Well the Tomb has sunk like a lead balloon and leading the charge has been other archaeologists – basically the people involved in the Jesus Tomb have overstated the case for its contents as the mortal remains of JC and kin. Fair enough. Do a Web-search and you’ll find plenty of arguments about the Tomb, which is interesting by itself. I think the most telling argument is the recent revelation that the James Ossuary was photographed in 1976 before the Talpiot Tomb itself was discovered in 1980. So it can’t be the putative missing ossuary, thus knocking one support out from under Jacobovici and Cameron’s case. Another problem is that the name identified as “Yeshua” could equally be “Hanun” as the inscription is hard to read. This kind of militates against their central claim, that it’s Jesus’s family – Marys and Josephs are a dime a dozen in First Century Jewish family plots.

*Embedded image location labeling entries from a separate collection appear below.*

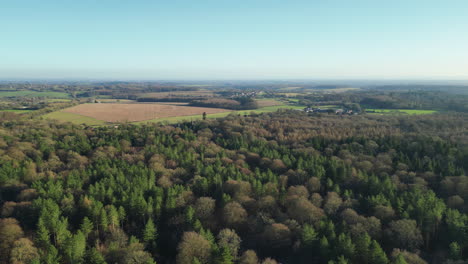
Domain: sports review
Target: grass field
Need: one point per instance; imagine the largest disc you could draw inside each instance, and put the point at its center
(34, 94)
(74, 118)
(110, 112)
(200, 93)
(107, 113)
(219, 115)
(58, 100)
(402, 111)
(16, 111)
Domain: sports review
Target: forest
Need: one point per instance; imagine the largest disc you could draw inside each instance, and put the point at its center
(283, 187)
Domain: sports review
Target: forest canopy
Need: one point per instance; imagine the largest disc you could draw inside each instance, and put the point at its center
(284, 187)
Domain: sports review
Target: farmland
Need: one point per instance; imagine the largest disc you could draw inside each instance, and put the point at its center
(100, 114)
(34, 94)
(137, 112)
(401, 111)
(74, 118)
(17, 111)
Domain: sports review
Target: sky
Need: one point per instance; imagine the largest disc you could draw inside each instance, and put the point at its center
(234, 39)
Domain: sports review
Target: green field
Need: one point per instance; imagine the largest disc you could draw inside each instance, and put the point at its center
(58, 100)
(16, 111)
(402, 111)
(74, 118)
(79, 119)
(34, 94)
(177, 119)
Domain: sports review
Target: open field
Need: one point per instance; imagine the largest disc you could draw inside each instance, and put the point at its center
(137, 112)
(176, 119)
(74, 118)
(58, 100)
(34, 94)
(116, 101)
(402, 111)
(201, 93)
(16, 111)
(268, 102)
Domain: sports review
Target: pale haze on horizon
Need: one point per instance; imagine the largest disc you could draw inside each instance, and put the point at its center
(253, 39)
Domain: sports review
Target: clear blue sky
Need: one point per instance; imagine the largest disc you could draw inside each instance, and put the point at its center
(234, 39)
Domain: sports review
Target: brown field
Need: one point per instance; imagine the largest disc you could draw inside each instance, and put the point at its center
(138, 112)
(202, 93)
(267, 102)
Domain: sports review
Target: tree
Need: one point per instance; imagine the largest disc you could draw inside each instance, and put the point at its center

Oh well. It was a nice prospect while it lasted – archaeological proof of a mortal Jesus. Now we’re left with two competing faith claims – that dead people don’t rise, and that God raised Jesus on the Third Day. The latter seems more an act of faith than the former, but it’s hard to refute the claim that JC was reported to have left his tomb empty by his closest friends and followers. All the textual evidence tells us that the tomb discovery was followed by apparitions of the Risen Christ – though the nature, number and location varies from Gospel to Gospel.

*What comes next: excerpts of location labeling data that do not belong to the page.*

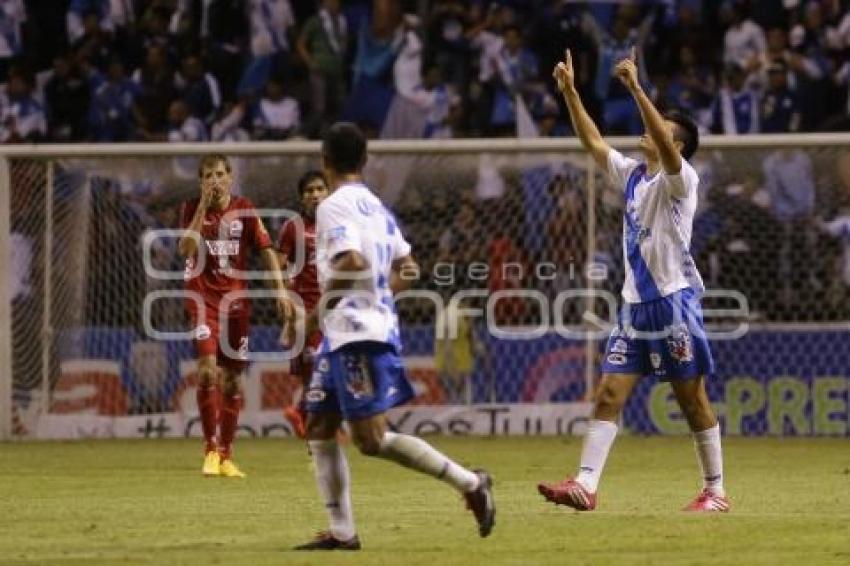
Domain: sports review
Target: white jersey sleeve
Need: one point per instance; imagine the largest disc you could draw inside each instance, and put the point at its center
(336, 230)
(682, 184)
(619, 168)
(400, 246)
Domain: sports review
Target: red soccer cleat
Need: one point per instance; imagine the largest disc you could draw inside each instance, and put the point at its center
(297, 419)
(568, 492)
(707, 502)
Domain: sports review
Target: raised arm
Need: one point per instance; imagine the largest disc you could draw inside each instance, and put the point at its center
(656, 128)
(188, 245)
(583, 124)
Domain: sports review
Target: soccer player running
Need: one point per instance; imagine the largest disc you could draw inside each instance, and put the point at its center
(660, 329)
(362, 260)
(226, 227)
(312, 190)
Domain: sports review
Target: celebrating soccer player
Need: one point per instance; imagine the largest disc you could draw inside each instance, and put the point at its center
(660, 329)
(312, 190)
(226, 226)
(362, 259)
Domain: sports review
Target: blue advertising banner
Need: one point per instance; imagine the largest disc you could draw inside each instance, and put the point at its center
(769, 382)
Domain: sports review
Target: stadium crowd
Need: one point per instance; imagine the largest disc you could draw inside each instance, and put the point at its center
(197, 70)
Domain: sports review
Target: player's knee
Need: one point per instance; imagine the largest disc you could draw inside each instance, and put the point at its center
(696, 410)
(609, 399)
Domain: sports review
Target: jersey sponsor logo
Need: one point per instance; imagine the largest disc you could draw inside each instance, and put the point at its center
(315, 396)
(358, 380)
(655, 360)
(680, 345)
(223, 247)
(242, 352)
(365, 207)
(337, 233)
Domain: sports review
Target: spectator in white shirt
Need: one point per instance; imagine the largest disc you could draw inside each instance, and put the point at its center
(271, 23)
(22, 118)
(744, 39)
(183, 127)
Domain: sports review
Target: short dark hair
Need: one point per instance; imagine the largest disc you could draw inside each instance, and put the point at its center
(211, 160)
(344, 148)
(308, 178)
(686, 131)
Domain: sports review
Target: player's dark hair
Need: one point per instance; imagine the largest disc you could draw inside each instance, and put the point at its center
(686, 131)
(344, 148)
(308, 178)
(211, 160)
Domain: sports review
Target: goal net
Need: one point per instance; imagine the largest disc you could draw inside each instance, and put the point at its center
(520, 248)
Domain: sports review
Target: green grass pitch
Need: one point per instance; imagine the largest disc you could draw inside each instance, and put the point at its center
(145, 502)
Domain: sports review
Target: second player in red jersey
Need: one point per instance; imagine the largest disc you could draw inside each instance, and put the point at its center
(295, 234)
(221, 229)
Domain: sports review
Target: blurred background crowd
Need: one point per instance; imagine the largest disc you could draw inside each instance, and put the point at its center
(197, 70)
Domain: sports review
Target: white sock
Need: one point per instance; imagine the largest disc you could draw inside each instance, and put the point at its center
(333, 478)
(415, 453)
(594, 451)
(710, 457)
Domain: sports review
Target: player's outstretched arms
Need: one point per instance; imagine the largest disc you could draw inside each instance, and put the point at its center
(583, 124)
(671, 160)
(404, 272)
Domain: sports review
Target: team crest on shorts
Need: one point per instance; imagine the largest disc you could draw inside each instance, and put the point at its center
(357, 381)
(679, 344)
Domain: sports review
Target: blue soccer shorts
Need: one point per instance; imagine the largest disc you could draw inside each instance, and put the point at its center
(359, 380)
(665, 338)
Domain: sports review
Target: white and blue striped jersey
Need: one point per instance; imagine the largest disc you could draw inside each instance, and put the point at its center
(657, 223)
(352, 218)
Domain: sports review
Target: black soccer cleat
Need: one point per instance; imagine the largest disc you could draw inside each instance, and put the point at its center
(326, 541)
(481, 503)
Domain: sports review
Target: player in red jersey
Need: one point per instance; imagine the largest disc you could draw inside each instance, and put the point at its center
(312, 189)
(225, 226)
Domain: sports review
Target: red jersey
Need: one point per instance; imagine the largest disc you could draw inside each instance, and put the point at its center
(226, 235)
(306, 281)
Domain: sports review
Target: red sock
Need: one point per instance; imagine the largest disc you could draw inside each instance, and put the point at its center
(229, 420)
(208, 406)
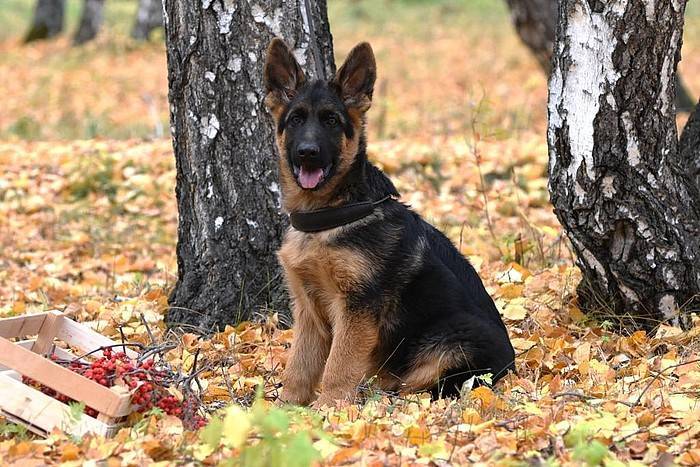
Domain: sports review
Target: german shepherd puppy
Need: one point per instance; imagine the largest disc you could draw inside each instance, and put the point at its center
(385, 294)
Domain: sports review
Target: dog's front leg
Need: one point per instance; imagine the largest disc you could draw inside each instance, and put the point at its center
(308, 354)
(355, 337)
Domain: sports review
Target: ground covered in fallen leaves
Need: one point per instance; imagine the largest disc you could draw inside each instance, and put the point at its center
(89, 227)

I’ve already said that I think the tomb was found emptied, but it took time for the Risen Christ to be believed – Mark and Matthew make this pretty clear, since both locate the apparitions squarely in Galilee. Luke and John are more problematic for my view, but both are rather at odds with the first two Gospels. Why the disparity? And why does John feature a major appearance to Peter, and his old business partners, in the Sea of Galilee when Luke doesn’t if they’re drawing on the same source events?
Yet having said that I have my doubts about the skeptical case for a dead Christ too. Chief amongst my “doubts” is the enigma that is the Shroud of Turin – which recently has been proven somewhat older than the 1988 radiocarbon dating first implied. Apparently the samples for the dating had all been taken from a Medieval patch – the rest of the cloth itself is much older, as measured, albeit roughly, by a biochemical clock related to the aging of the fabric.

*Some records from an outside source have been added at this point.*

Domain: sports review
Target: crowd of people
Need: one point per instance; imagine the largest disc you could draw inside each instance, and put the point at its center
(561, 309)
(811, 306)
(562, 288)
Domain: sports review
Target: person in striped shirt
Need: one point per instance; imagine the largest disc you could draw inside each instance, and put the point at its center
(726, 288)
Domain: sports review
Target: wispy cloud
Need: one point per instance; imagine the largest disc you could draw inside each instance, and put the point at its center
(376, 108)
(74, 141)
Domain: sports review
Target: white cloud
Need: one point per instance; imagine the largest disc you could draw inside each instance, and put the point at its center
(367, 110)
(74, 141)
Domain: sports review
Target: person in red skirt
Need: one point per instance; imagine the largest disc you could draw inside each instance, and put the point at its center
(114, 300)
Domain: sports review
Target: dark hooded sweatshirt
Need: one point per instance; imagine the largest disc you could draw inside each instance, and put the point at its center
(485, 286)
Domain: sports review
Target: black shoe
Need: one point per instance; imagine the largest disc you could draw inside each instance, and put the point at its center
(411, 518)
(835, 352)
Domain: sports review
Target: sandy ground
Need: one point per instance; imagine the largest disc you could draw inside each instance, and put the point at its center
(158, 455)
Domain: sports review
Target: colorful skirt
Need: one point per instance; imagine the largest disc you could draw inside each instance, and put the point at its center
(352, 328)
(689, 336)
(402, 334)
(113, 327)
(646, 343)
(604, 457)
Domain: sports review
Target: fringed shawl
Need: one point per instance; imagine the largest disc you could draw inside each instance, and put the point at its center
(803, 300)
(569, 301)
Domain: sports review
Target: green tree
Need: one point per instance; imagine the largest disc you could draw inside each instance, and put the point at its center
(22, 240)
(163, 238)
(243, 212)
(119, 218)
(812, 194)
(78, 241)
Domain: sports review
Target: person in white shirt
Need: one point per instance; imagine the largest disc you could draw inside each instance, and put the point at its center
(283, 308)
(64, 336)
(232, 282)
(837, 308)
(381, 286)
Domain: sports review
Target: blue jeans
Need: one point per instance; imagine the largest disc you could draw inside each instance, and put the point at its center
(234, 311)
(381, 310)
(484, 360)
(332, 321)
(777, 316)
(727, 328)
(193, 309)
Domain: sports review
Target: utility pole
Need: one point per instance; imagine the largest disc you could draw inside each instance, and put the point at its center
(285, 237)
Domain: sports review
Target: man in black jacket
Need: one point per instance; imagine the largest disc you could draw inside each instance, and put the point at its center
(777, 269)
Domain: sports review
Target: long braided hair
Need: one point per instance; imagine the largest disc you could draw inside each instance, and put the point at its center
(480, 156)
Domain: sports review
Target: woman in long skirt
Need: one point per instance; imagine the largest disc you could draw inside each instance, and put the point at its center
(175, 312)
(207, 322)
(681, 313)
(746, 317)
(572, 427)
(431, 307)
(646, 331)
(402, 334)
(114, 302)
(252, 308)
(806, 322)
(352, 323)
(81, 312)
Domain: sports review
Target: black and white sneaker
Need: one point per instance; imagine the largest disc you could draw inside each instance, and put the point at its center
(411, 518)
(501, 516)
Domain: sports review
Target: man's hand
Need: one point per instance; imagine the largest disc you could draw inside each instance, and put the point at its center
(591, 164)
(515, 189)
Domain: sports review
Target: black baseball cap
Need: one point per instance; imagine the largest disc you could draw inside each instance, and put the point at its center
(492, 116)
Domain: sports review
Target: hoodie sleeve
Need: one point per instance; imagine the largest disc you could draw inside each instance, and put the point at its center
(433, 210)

The Shroud itself proves that a dead man was in it, but why it became associated with JC is because of the unique wounds the Shroud Man bears – multiple lacerations to the forehead (i.e. Crown of Thorns) and the bleeding wound in his side. Plenty of other people had been crucified and scourged by the Romans – also seen on the Shroud Man – but the extra abuse of the victim is surely unique. But if the Shroud Man is JC then why isn’t the Shroud mentioned as an amazing sign in the Gospels?